GeoCities deleted today
A piece of internet history will be consigned to the Recycle Bin in the sky today as Yahoo delete the GeoCities web hosting network. Although long-since defunct, GeoCities was outrageously popular in the late 90s and was synonymous with amateur websites, playing a significant part in the democratisation of the internet.

Established in 1995, GeoCities allowed users to set up free websites within its online communities or “neighborhoods”.
This freedom for anyone to create their own web pages and engage with the wider world spawned some famously bad web design (it was the early days of the ‘net after all - web standards and usability were still just a twinkle in the W3C’s eye). Today’s xkcd web comic uses an affectionate GeoCities tribute styling, replete with ‘under construction’ banners, scrolling marquee text and enough animated GIFs to give you a seizure.
Yahoo purchase
GeoCities was purchased by Yahoo in 1999 (just before the dot-com bubble burst) for a cool $3.57 billion, but the search giant never managed to turn a profit on the acquisition. A change in the GeoCities terms of service also proved deeply unpopular; Yahoo tried to assert ownership over its members’ content, causing large numbers of users to migrate away from the platform. The policy was quickly abandoned but the damage was already done.
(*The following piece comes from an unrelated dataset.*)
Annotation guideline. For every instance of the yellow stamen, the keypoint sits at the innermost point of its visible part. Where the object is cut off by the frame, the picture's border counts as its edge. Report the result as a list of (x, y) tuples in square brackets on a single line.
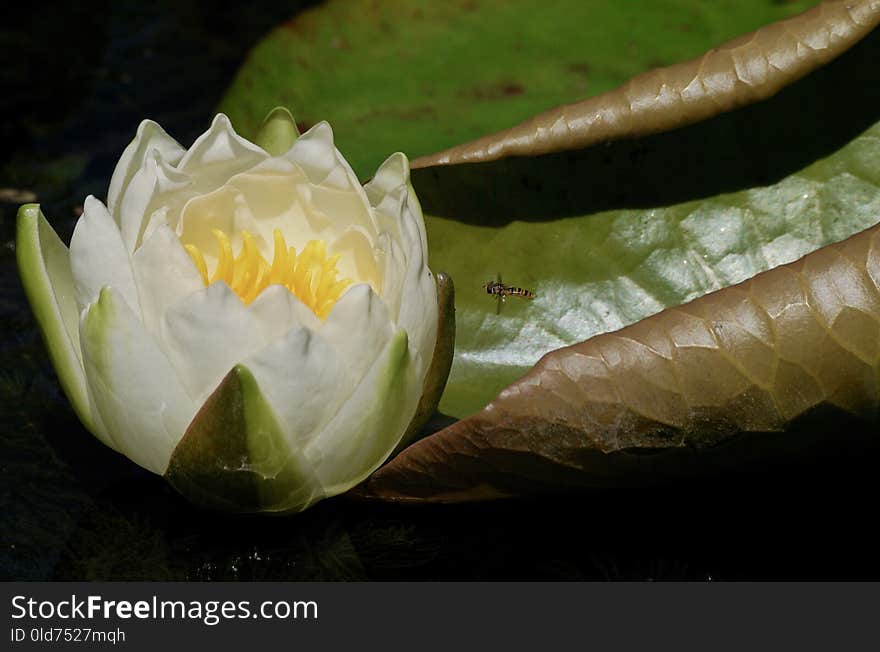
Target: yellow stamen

Attempts to move GeoCities’ service away from its traditional free hosting model to paid-for subscriptions also failed to revive its fortunes and in April 2009 Yahoo announced the planned closure of the platform.
Reliance on third-party services
Any remaining GeoCities users who have not already moved their content will now lose it forever, which is perhaps the moral of investing your time and effort into a free service which isn’t under your control. If what you are doing is worthwhile, whether you run a small business or blog, unless you control your domain and its hosting you run the very real risk of someone pulling the plug.
The same is true of accounts held on any third-party website, be it Facebook, Twitter, Google, whatever. Recently, many people were annoyed when Twitter ‘nofollowed’ outbound links, arguing that they had spent lots of time and effort building their profiles up and were seeing the benefit of that effort go up in smoke. Sadly, you can never rely on the conditions of a third-party service to stay the same or even for that service to remain in existence - particularly the free ones.
The blessing for GeoCities users is that Yahoo gave them 6 months to pack up and move on; with free services there is a very real risk that they’ll be ‘here today, gone tomorrow’.